First, it’s important to understand the rise of roboadvisors. Roboadvisors are a catchall word to describe websites or mobile apps that give retail investors (aka consumers) automated investment management using software and algorithms to make trades. These roboadvisors will programmatically try to make you as much money as possible – without any human interaction. For more on roboadvisors, visit our post “Financial Advisors – The Lowdown on a Career in Wealth Management (and how to go about it)”.

You would think that this would put financial advisers out of work, but remarkably the industry is expected to grow faster than the national average for the next 10 years. This is because the financial adviser role is shifting towards relationship management and keeping wealthier clients happy.

New Financial Firm Candidates Are From Service-Based Backgrounds

Shift to service-based backgrounds

As smaller net worth clients use roboadvisors to handle their simple tasks, people are generally waiting until their net worth is higher before seeking out the services of a financial advisor. This means that the average net worth of an investor that you’d work with as a financial advisor is going up, and it naturally follows that they will have more assets to manage as well.
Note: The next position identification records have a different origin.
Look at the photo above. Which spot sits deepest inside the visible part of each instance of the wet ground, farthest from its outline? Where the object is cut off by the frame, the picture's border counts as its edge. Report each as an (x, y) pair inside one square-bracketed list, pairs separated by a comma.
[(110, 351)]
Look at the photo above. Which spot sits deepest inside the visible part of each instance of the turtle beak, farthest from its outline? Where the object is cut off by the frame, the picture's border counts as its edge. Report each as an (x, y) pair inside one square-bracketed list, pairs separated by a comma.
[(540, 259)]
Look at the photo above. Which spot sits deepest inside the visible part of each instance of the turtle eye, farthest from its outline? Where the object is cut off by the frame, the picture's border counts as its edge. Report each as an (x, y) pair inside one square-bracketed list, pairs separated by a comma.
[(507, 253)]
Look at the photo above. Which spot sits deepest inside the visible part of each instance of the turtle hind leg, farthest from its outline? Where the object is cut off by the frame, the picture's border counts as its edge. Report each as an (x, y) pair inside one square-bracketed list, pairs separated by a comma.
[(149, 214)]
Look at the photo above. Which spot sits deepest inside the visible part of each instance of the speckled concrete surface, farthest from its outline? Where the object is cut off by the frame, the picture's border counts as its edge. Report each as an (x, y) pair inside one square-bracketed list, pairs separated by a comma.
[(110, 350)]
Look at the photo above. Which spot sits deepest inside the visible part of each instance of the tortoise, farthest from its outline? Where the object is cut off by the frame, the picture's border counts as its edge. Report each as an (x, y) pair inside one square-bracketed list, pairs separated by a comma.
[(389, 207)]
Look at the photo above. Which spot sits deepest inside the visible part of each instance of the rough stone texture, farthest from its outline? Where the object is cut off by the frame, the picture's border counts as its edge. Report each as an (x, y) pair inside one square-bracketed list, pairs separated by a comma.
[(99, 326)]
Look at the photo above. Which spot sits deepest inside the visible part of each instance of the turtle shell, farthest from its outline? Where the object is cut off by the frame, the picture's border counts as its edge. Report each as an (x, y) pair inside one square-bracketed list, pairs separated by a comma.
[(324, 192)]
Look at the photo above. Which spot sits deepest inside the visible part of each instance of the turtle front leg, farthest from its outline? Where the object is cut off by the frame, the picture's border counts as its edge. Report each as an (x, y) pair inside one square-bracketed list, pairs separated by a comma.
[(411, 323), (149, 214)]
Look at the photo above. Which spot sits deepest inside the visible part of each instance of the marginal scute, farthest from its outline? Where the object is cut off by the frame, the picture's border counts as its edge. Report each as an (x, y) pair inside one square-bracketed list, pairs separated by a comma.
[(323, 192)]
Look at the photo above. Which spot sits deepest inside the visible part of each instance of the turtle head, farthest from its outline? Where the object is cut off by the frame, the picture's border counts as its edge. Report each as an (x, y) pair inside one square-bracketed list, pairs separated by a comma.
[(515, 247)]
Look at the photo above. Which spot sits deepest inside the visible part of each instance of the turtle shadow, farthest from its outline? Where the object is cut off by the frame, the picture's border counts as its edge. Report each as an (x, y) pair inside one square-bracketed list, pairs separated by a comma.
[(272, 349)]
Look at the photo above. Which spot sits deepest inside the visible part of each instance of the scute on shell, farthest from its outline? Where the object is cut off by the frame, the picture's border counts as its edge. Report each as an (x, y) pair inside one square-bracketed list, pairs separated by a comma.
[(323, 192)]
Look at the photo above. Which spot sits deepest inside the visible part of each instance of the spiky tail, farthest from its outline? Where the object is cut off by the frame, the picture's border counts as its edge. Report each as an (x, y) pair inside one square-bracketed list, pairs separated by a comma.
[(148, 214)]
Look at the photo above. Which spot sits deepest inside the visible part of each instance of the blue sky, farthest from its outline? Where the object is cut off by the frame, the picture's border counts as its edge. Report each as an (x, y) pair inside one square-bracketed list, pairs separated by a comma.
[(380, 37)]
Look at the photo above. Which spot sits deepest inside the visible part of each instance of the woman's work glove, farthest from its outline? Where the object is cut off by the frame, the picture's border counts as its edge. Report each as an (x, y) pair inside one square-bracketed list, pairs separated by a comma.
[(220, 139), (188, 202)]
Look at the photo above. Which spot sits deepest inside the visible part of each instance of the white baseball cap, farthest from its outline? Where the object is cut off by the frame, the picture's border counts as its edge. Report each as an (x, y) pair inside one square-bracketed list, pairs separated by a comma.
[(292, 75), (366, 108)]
This, in turn, means that the average client is now going to expect a higher level of service from their financial advisor, and that takes time, attention, and care.

This is why large firms are hiring more financial advisors than before and hiring from service-based industries. It’s become more important to give a high quality customer experience to these wealthier customers, and it’s easier to teach sharp people with good people skills about finance than it is to find people with deep finance skills and also teach them a service-based attitude.


Emphasis on sales

Sales has always been a key piece of being a financial advisor. You will need to build your own rolodex of clients whose wealth you manage, often from scratch. In the past, this was primarily done through cold calling – today, this is typically done through a cadence of email, calls, and other touchpoints. Now that the average customer has more money than before, sales is even more important for closing these customers. As with relationship management skills, large financial firms have been having more success teaching the finance industry to people with strong sales skills and so are looking for more of these candidates.


Reduced emphasis on financial modeling and analysis

This shift towards people skills has been coupled with a shift from the actual math that used to be more common in the financial advisor role. At large firms, financial advisors will generally work with a financial analyst counterpart on financial modeling and analysis. This is combined with the fact that the average liberal arts major is much more finance and math literate than they were in the past. Most college graduates now have a grasp of algebra-level math and have used Excel – and whatever they don’t know they can look up on the internet or Youtube. And since the majority of day-to-day calculations can now be done on a computer or calculator, you don’t need to be a math whiz to avoid calculation errors.


Last word: large firms are better equipped to make this transition than small firms

We want to finish by noting that transition to service-based backgrounds is most pronounced in larger firms, and that it is not as easy for smaller firms to do so. Larger firms have the scale necessary to compartmentalize different parts of the financial advisory role as mentioned earlier. They can have a team of financial analysts dedicated to helping advisors with the more financially technical parts of the job.

Smaller firms often have no choice but to still exist in the old school model. In an office of 20 people with only a handful of junior financial advisors, it is unlikely that financial analysts’ time will be allocated to help them with technical analysis. As with most junior roles at smaller companies, you will be expected to cover more different aspects of the position than you would at a larger firm.